1-Nearly Zero Energy Buildings (NZEBs) development in Australia 

This research theme aims to pioneer an innovative methodological framework for the comprehensive analysis and optimization of emerging renewable energy power plants and zero energy buildings. It involves thermodynamic modeling, economic assessment, and environmental analysis, with a specific focus on electricity generation, cooling, heating, fresh water provision, and hydrogen production. The research is tailored to the unique context of Australian cities, serving as a robust case study for sustainable energy solutions.

2- Structural Fire Engineering "Numerical Modeling"

Structure loss to wildfire is a serious problem in wildland-urban interface areas across the world. While laboratory experiments indicate that fire-resistant building construction and design may play a pivotal role in mitigating structural destruction, it is imperative to assess their effectiveness under actual wildfire scenarios, especially in comparison to other contributing factors. By analysing empirical data from both destroyed and resilient structures in the aftermath of significant wildfires, our objective is to gauge the significance of building construction and structure age in relation to various local and landscape-scale variables associated with the survival of structures.

Our work addresses the characterization of heat exposure conditions of a dwelling in common Australian Wildland Urban Interface scenarios by using three-dimensional, time dependent, computational fluid dynamics fire behaviour model using open source fire dynamic modeling platform called FireFOAM.

"We use open source and commercial software packages for simulating flame spread at the landscape scale, taking into account different zones that a fire burns before it reaches a structure."

While fire has been around since the beginning of man, we still have much to learn about it.

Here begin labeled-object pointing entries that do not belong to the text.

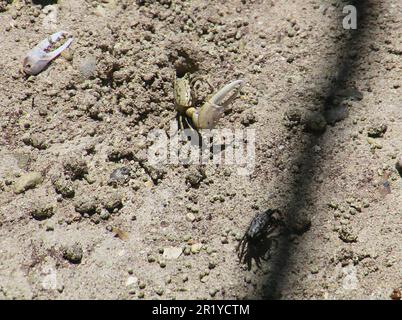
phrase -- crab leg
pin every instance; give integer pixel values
(213, 109)
(38, 57)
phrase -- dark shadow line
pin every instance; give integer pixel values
(300, 189)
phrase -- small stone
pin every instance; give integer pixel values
(64, 187)
(195, 177)
(87, 67)
(196, 247)
(224, 240)
(73, 253)
(119, 176)
(159, 291)
(27, 181)
(104, 215)
(131, 281)
(346, 235)
(35, 140)
(42, 211)
(75, 167)
(114, 202)
(187, 251)
(398, 165)
(86, 205)
(213, 292)
(171, 253)
(190, 217)
(377, 130)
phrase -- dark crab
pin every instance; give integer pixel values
(259, 238)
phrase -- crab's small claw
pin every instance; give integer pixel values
(38, 57)
(213, 109)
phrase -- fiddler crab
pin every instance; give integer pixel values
(40, 56)
(211, 111)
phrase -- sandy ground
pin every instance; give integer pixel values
(324, 103)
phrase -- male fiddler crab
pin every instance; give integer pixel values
(40, 56)
(261, 235)
(208, 115)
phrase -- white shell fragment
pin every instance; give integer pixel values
(38, 58)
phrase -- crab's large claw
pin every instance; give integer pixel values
(38, 57)
(213, 109)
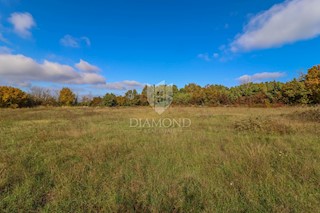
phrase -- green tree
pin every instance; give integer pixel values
(67, 97)
(13, 97)
(295, 92)
(109, 100)
(312, 81)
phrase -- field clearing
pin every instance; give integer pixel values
(90, 160)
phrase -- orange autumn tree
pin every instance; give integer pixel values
(13, 97)
(67, 97)
(313, 83)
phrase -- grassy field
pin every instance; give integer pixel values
(228, 160)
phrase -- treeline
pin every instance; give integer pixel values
(305, 90)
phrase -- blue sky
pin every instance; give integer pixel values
(111, 46)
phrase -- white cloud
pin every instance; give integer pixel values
(123, 85)
(5, 50)
(284, 23)
(3, 39)
(204, 56)
(86, 67)
(19, 68)
(22, 23)
(70, 41)
(260, 77)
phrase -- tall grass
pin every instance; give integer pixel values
(90, 160)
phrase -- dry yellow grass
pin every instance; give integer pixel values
(90, 160)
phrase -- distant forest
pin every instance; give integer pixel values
(304, 90)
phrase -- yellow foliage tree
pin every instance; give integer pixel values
(313, 83)
(12, 97)
(67, 97)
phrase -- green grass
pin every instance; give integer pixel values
(90, 160)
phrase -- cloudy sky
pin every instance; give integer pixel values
(111, 46)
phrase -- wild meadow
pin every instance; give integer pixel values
(230, 159)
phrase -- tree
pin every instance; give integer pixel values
(13, 97)
(109, 100)
(312, 82)
(196, 92)
(132, 98)
(295, 92)
(67, 97)
(43, 96)
(96, 101)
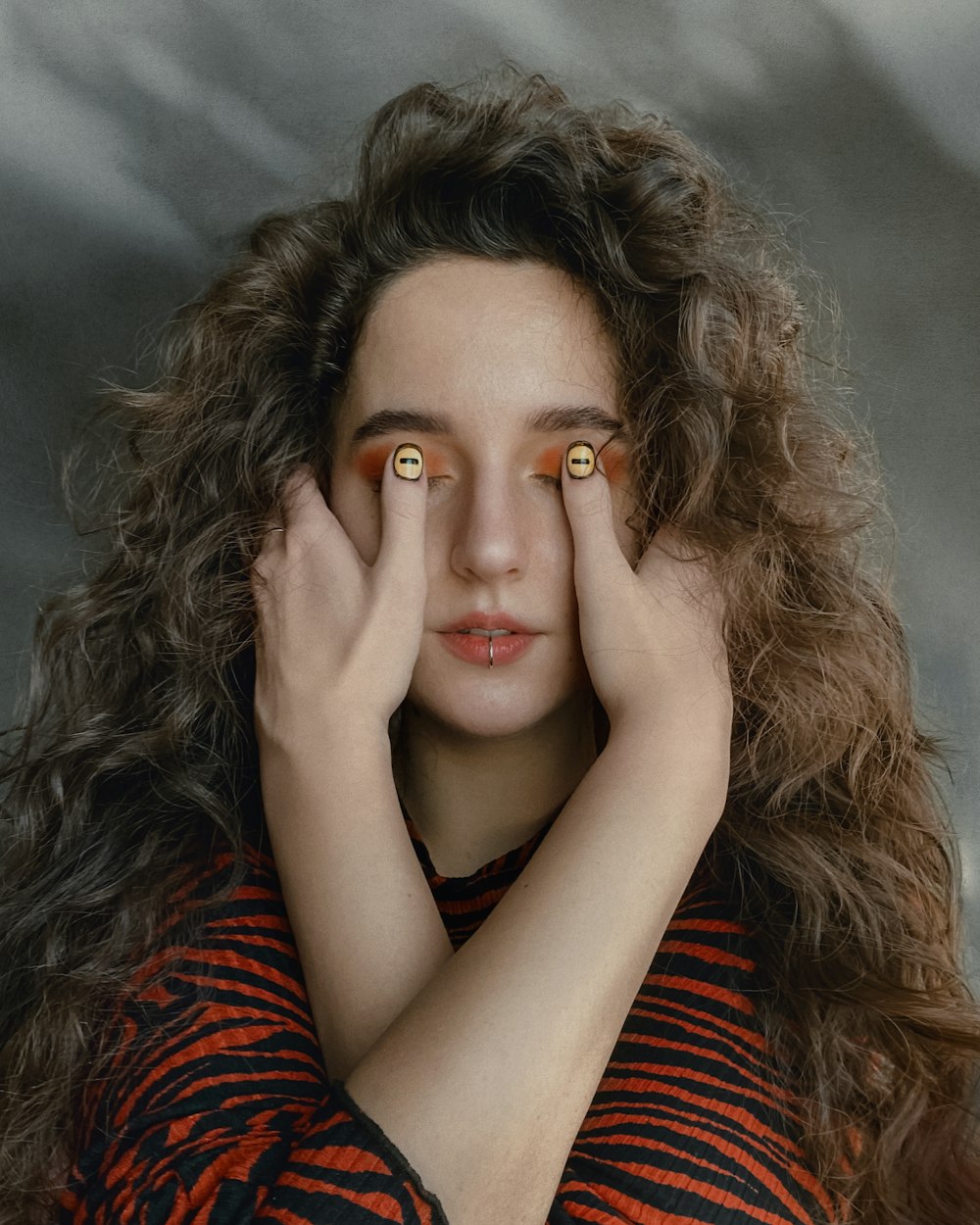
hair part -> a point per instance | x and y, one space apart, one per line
135 758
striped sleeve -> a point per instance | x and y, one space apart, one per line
692 1122
219 1110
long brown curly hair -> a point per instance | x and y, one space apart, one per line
135 758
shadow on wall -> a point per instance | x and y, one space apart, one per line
137 148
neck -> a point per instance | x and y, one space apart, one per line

The challenge in understanding fire behaviour is due to the highly coupled transport processes of chemical reactions and radiation heat transfer in a turbulent mixing buoyancy driven flow.

At the core of our fire research lies a focus on the fundamental physics underlying fire phenomena. By leveraging insights from fluid mechanics, heat transfer, and combustion, we tackle issues pertaining to fire safety, climate, and public health. "We use numerical modeling techniques to gain a deeper understanding of experiments, while also exploring fire risk and spread."

Our numerical modeling helps us to undertake pioneering research into ignitability and combustion of fuels and their influence on fire spread and intensity. Our research covers a wide range of fire topics, from wildfire behaviour, transition to Wildland-Urban interface areas to fire performance of structural materials.

Fire Safety Design through CFD modeling 

Over the past two decades, numerical simulations have played a crucial role in shaping the design of contemporary combustion systems. A notable focus during this period has been on advancing the large eddy simulation (LES) approach, benefiting from the significant increase in computing power to enhance predictive accuracy. Despite the anticipated growth in supercomputing capabilities, the widespread application of LES in design is hampered by its high computational expenses.

While LES has transformed the landscape of computer-guided design through the utilization of supercomputing resources, there arises a necessity for a new generation of numerical methodologies capable of harnessing the abundance of data and accommodating the diverse range of computing hardware. In our research, we aim to propel the development of emerging computational approaches suitable for this heterogeneous data-driven environment. Within this context, unconventional yet promising opportunities emerge for advancing physics-based combustion modeling.

Advanced CFD and Massively parallel computer architectures offer a clear potential for time and cost reductions of the design process by providing accurate predictions.